Son of Deceased Public School Teacher Charged with Stealing Almost $86K in Retirement Benefits

August 23, 2012

Yesterday, a Gwinnett County Grand indicted Levon Chett Barrett on one count of Violation of the Georgia Racketeer Influenced and Corrupt Organizations Act (RICO) (O.C.G.A. § 16-14-4(a)). He is accused of stealing retirement payments from the Teachers’ Retirement System of Georgia (TRS).

Barrett is the son of a retired Atlanta school teacher who began receiving retirement benefits in May 1997. The benefits were electronically transferred into Ms. Barrett’s checking account. Unbeknownst to TRS, Ms. Barrett died in September 2007. TRS continued paying retirement benefits until it discovered Ms. Barrett’s death in February 2010 via a call from the Atlanta Public Schools’ Human Resources Office.

An investigation revealed that the defendant stole the funds from his deceased mother’s account through use of a PIN-based financial transaction card, either by withdrawing funds directly from ATMs or by using the card to conduct in-person, telephonic, or on-line credit/debit financial transactions. When interviewed the by Georgia Bureau of Investigation (GBI) in July 2012, the defendant admitted to withdrawing and using funds from his mother’s account after her death. 
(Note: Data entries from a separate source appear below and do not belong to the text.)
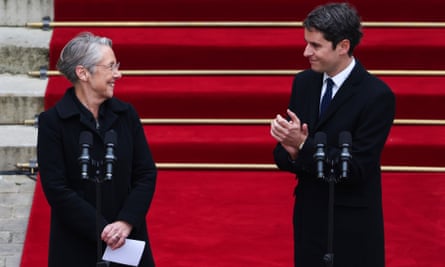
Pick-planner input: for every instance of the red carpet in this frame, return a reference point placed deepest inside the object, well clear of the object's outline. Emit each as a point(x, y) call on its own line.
point(232, 218)
point(242, 218)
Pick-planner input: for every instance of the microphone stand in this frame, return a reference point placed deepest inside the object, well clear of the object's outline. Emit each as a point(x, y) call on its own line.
point(98, 179)
point(328, 258)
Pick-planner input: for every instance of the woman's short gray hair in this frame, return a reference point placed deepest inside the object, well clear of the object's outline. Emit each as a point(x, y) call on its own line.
point(84, 49)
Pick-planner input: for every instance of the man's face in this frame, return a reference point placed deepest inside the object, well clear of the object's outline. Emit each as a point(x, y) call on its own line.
point(321, 55)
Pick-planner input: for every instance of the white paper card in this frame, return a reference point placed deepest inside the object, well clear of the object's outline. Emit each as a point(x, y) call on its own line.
point(130, 253)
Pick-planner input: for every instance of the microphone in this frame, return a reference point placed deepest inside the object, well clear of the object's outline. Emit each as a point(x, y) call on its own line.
point(345, 142)
point(110, 143)
point(85, 142)
point(320, 155)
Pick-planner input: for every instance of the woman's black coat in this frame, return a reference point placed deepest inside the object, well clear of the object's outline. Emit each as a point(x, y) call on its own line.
point(127, 196)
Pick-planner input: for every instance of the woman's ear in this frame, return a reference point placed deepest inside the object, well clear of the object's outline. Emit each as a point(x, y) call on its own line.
point(82, 73)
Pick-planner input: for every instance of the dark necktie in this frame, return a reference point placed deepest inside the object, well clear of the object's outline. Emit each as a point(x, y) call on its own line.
point(327, 96)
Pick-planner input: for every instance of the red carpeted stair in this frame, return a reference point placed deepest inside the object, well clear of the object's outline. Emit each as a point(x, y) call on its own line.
point(207, 216)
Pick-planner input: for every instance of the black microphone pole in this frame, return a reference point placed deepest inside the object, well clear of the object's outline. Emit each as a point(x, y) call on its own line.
point(345, 142)
point(320, 154)
point(110, 158)
point(85, 142)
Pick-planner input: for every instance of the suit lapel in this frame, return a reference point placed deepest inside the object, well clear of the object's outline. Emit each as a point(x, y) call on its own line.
point(346, 91)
Between October 2007 and February 2010, the defendant stole $85,712.52 in TRS funds from his mother’s bank account.

RICO carries a minimum of five and a maximum of 20 years in prison and a fine up to three times the amount of money stolen.

Assistant Attorney General Shepard Orlow is prosecuting the case on behalf of the State of Georgia. The case was investigated by Special Agent Rocky Bigham of the GBI.

Members of the public should keep in mind that indictments contain only allegations against the individual(s) against whom the indictment is sought. A defendant is presumed innocent until proven guilty, and it will be the government’s burden at trial to prove the defendant guilty beyond a reasonable doubt of the allegations contained in the indictment.